La prévention situationnelle du crime (PSC) regroupe un ensemble de mesures de prévention visant des formes très spécifiques de criminalité, impliquant la gestion, la conception ou la manipulation de l'environnement immédiat de manière systématique et permanente afin de réduire les opportunités criminelles et augmenter les risques perçus par les délinquants[1]. La prévention situationnelle cible l’intervention sur l’acte délinquant et les situations de la vie quotidienne dans lesquelles il se produit. Elle part du postulat que pour arriver à des résultats, une intervention préventive doit cibler des problèmes très spécifiques, des personnes ou des espaces bien délimités, plutôt que de procéder à des changements importants dans une société, une communauté, un quartier[2].


Trois perspectives théoriques en criminologie s'alignent sur les principes de la PSC : (1) la théorie de l'activité routinière (TAR)[3] dont le postulat explique comment de vastes changements sociétaux créent des opportunités de criminalité au niveau macro ; (2) la théorie des modèles de criminalité[4], qui s’appuie sur les influences environnementales pour expliquer comment les facteurs de voisinage influencent les opportunités de criminalité ; et (3) la perspective du choix rationnel[5, 6] qui opère au niveau micro et explique comment la prise de décision au niveau individuel est conditionnée par le quartier et les situations environnementales qui donnent lieu aux événements criminels.

Ces trois théories offrent des informations très pertinentes pour comprendre les mécanismes de neutralisation des opportunités pertinents pour la prévention situationnelle[7]. Par exemple, la théorie du choix rationnel part du postulat que les délinquants prennent des décisions rationnelles sur quand, comment et où commettre des crimes lorsque la situation leur est favorable. La création de circonstances défavorables, qui est l'objectif de la prévention situationnelle, a donc pour but de dissuader les délinquants. En effet, « la règle cardinale des théories du choix rationnel est de ne jamais considérer un acte criminel comme gratuit, insensé ou irrationnel, mais plutôt de chercher à comprendre les objectifs du délinquant »[8].

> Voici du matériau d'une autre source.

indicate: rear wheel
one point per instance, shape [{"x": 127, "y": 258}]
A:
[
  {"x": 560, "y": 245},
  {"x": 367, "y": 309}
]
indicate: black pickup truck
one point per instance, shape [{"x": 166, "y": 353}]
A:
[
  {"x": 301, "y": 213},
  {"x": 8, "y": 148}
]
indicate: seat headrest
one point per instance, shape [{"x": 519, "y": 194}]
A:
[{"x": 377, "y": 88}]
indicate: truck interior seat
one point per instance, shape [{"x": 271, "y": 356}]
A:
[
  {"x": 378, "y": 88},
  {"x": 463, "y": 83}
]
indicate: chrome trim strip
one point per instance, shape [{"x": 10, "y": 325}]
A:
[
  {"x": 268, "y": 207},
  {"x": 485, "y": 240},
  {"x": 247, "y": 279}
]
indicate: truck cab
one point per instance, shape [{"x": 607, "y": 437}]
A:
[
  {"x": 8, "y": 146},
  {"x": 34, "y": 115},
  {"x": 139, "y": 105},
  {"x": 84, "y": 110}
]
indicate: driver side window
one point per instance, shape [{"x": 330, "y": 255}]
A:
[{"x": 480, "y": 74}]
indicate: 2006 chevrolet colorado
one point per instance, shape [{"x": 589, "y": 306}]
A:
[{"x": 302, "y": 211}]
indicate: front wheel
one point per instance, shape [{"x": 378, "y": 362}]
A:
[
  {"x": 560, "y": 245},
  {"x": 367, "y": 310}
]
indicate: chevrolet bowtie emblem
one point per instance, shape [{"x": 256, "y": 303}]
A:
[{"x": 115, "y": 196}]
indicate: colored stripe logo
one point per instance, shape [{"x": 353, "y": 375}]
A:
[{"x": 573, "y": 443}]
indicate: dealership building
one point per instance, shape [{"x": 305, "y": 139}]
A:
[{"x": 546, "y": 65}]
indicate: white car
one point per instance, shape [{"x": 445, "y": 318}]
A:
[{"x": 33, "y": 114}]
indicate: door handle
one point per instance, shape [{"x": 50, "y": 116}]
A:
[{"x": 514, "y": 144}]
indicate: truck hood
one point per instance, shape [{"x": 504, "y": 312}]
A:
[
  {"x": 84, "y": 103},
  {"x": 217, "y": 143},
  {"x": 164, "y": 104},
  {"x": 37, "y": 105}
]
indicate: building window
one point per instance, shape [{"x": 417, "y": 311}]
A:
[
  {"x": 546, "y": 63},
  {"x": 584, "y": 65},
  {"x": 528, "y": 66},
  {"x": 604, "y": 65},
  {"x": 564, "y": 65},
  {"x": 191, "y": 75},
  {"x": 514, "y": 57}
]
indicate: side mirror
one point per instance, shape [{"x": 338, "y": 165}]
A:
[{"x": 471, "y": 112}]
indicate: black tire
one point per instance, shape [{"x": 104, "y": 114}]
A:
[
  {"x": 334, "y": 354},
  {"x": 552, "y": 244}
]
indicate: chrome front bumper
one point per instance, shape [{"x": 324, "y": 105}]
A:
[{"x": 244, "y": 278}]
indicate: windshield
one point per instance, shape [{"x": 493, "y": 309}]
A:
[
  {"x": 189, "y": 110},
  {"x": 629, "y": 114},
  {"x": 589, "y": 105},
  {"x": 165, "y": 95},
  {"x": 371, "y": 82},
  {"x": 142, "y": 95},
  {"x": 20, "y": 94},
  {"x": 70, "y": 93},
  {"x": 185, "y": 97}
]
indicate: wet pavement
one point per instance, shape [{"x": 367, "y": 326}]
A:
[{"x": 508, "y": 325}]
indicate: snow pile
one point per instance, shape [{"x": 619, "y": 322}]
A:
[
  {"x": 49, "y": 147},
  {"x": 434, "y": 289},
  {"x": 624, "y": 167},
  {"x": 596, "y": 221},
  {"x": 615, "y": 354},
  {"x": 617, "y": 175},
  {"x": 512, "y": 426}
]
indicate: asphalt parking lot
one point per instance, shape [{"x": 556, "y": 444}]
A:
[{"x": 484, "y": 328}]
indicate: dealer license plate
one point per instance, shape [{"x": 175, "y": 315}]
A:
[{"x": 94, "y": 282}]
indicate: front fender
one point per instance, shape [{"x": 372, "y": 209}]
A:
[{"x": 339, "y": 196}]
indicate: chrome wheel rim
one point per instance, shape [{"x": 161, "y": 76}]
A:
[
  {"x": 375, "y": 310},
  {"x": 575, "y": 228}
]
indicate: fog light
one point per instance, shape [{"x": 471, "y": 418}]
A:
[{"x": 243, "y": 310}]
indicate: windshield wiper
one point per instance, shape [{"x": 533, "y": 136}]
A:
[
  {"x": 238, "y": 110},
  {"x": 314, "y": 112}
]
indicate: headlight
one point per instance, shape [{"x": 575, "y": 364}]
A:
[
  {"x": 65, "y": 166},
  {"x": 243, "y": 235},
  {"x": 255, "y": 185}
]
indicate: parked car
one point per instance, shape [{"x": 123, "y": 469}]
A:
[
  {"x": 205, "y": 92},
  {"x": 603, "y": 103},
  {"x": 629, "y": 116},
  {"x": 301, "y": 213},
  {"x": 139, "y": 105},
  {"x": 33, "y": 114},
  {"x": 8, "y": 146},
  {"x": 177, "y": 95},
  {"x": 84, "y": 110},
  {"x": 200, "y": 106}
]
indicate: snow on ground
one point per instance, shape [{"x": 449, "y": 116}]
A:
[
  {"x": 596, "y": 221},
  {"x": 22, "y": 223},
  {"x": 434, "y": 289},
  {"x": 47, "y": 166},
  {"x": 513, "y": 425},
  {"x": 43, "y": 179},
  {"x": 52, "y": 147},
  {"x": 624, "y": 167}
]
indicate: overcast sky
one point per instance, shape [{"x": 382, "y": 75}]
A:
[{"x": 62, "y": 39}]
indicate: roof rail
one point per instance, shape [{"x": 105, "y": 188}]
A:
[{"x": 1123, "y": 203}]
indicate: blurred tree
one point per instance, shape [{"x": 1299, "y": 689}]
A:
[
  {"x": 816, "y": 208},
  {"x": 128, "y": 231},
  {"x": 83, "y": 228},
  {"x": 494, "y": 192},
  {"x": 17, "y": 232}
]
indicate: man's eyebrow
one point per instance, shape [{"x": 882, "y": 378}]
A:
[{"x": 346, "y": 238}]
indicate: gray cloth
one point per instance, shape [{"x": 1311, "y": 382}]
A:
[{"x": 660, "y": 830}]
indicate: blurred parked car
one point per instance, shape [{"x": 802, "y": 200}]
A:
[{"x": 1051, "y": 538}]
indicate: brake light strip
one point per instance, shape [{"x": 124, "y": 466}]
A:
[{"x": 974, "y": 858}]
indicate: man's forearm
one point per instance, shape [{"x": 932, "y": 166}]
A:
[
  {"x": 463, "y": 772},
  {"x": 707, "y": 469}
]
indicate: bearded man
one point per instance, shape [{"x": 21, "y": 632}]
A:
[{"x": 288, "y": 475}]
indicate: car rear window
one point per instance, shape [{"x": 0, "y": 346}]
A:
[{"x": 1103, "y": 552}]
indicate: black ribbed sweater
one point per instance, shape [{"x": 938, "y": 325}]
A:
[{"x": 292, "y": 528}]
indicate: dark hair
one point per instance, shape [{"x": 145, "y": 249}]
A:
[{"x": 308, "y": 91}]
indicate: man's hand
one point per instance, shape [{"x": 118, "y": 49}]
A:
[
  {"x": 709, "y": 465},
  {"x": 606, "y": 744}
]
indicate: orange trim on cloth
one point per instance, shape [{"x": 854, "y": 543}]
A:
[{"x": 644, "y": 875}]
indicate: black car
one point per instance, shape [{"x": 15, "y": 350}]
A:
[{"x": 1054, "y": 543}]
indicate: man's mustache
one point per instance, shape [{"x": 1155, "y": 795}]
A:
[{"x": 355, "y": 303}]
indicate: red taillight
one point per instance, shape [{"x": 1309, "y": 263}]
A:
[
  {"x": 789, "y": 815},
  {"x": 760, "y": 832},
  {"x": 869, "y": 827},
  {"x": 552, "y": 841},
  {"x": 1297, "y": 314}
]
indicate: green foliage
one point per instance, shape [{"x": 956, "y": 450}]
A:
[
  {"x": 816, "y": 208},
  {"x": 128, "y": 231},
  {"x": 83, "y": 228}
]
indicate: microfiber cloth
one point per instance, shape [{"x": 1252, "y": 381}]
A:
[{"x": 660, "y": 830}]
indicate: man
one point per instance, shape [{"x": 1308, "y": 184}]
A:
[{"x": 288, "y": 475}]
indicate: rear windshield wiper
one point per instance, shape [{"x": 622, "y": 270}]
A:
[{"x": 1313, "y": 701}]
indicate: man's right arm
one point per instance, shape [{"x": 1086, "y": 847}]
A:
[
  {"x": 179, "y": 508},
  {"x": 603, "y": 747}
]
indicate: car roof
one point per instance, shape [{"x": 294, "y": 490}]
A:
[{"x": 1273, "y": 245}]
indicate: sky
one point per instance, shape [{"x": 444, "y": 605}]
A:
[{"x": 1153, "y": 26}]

Des chercheurs ont proposé cinq stratégies générales de PSC à savoir « Augmenter l'effort », « Augmenter les risques », « Réduire les récompenses », « Réduire les incitations » et « Supprimer les excuses »[2]. Chacune de ces stratégies a été opérationnalisée à travers une série de techniques de PSC dans un objectif de réduction du crime.
 

Stratégie de l’augmentation de l’effort perçu

L'augmentation de l'effort perçu comprend des stratégies conçues pour rendre le crime plus difficile à réaliser[9]. Elle comprend les mesures suivantes : 1) la protection des cibles; 2) le contrôle des accès; 3) le contrôle des sorties; 4) l’orientation du public; 5) la régulation de la mise en circulation des armes et outils. Ces mesures visent à augmenter le niveau d'effort perçu pour commettre le crime, ce qui représente un élément de coût, c’est-à-dire que les coûts de la commission du crime viennent surpasser les bénéfices que le délinquant peut en tirer. Puisque la difficulté à réaliser une action influence l’attitude et la décision d’un individu à poursuivre son projet, augmenter les efforts perçus permettrait de prévenir le crime. Lorsqu’appliquée au cyberespace, cela signifie généralement qu'il faut s'assurer que les cybercriminels doivent déployer plus d'efforts lorsqu'ils souhaitent lancer une cyberattaque. Ainsi, des mesures de cybersécurité telles que les pare-feux, les mots de passe et les politiques de gestion des comptes (voir tableau) font partie des stratégies ayant pour but d’augmenter les efforts perçus lors de la commission du délit.
 

Stratégie de l’augmentation du risque perçu
 

L'augmentation du risque perçu implique des stratégies qui font supposer au criminel que le risque associé au crime est supérieur au bénéfice qu’il pourrait en retirer[9]. Ces stratégies visent à réduire les récompenses anticipées du criminel. Les individus prennent en considération les conséquences de leurs actions avant de les commettre ; la mesure du risque influence alors leur attitude et leur décision concernant l'engagement dans une violation ou un crime[10]. Appliquée à la cybersécurité, cette stratégie vise à augmenter la possibilité de détection des cybercrimes grâce à la surveillance et au contrôle par des tiers dans le cyberespace[11]. En d'autres termes, l'augmentation du risque est associée à une probabilité accrue d'identification du délinquant, de détection de la violation par les autorités compétentes ou d'appréhension résultant d'un méfait[12].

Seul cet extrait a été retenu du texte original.